И теперь на голубо-зеленом мареве плывущих мимо берегов, которых он не видел, Мижуев внимательно, с упрямым страданием восстанавливал себе.
Сначала появилось растерянное, смущенное лицо Николаева: он стоял посреди своего кабинета — перед растерзанным, кричащим, плохо сознающим Мижуевым — смотрел в сторону и дрожащими пальцами мял кисти своего пояса. Мижуева душило слепое бешенство, и он старался понять: как этот человек, лучший из всех, кого он знал и любил, не мог почувствовать той ужасной несправедливости, жертвой которой ой стал. Люди-звери, которым он не сделал ничего, кроме добра, которым хотел посвятить всю жизнь и ради которых шел на все, избили его, били и хотели убить!.. Надо было прийти в ужас, в бешенство, возмутиться до глубины души, а вместо того он слышал смущенный искренний голос, который убеждал его, что они не виноваты.
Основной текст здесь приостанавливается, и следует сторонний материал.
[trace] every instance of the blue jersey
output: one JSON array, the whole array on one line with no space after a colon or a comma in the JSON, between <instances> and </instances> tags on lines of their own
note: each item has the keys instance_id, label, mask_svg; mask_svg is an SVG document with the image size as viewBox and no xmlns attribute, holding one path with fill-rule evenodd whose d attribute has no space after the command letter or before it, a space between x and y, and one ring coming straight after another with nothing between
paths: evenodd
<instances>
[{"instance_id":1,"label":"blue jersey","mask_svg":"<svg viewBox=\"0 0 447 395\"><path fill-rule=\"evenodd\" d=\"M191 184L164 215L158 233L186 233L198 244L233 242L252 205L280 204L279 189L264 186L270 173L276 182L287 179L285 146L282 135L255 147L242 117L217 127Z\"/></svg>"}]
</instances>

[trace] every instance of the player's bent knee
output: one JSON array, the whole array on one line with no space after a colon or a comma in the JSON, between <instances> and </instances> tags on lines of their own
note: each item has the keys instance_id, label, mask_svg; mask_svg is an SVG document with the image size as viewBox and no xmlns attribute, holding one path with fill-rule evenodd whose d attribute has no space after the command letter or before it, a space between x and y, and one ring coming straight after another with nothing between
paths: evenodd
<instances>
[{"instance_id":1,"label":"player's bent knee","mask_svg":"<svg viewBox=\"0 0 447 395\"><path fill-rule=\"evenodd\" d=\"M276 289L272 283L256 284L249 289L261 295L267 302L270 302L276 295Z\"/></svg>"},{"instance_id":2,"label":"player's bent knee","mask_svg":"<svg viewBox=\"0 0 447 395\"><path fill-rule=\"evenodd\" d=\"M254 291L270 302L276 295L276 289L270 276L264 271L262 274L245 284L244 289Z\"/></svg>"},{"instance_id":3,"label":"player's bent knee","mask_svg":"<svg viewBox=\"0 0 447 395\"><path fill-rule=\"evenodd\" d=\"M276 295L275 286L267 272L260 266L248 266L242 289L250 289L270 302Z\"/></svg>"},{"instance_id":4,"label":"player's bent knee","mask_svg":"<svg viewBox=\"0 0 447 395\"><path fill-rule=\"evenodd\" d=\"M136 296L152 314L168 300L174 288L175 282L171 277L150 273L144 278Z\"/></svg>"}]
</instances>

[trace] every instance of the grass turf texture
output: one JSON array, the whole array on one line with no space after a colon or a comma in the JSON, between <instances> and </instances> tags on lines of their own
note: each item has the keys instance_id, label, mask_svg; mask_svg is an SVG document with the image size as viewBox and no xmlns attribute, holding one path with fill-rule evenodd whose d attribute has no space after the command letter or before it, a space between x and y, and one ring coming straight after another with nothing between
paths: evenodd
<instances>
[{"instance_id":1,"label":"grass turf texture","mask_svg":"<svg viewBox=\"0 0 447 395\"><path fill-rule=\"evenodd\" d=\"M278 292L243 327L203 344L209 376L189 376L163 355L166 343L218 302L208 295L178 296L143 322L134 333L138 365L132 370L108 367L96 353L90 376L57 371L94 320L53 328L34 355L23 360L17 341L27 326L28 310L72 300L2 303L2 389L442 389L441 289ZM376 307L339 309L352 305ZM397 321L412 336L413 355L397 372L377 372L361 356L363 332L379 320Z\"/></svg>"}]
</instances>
— Это звери… бессмысленное, злое, жадное зверье!.. — кричал Мижуев. Что я сделал им? За что?..
Но Николаев смотрел в сторону, и лицо его было странно и даже как будто брезгливо.
— Они жестоко поплатились за это… за одного человека… — тихо говорил он.
— Поплатились!.. Разве за это можно поплатиться?.. Еще бы!.. Поплатились?.. Жаль, что мало!.. Я рад, рад, рад!..
Мижуев кричал все громче и громче, точно спешил вылить в этом диком крике наслаждение ненавистью, которой захлебывался. Но чем громче кричал он жестокие слова, казавшиеся ему теми, которые и были нужны, тем холоднее и брезгливее становилось лицо Николаева. А когда Мижуев заметил это и стал с мучительной злобой и ужасом упрекать Николаева в том, что он не понимает его и не чувствует его боли, Николаев с тихой, но жестокой враждой сказал:
— Им и не то приходилось выносить… Ну, пусть, это была ошибка, слепой взрыв измученных людей… Но ведь, если говорить правду, что ты для них? ты им такой же враг, как и все, как твой брат…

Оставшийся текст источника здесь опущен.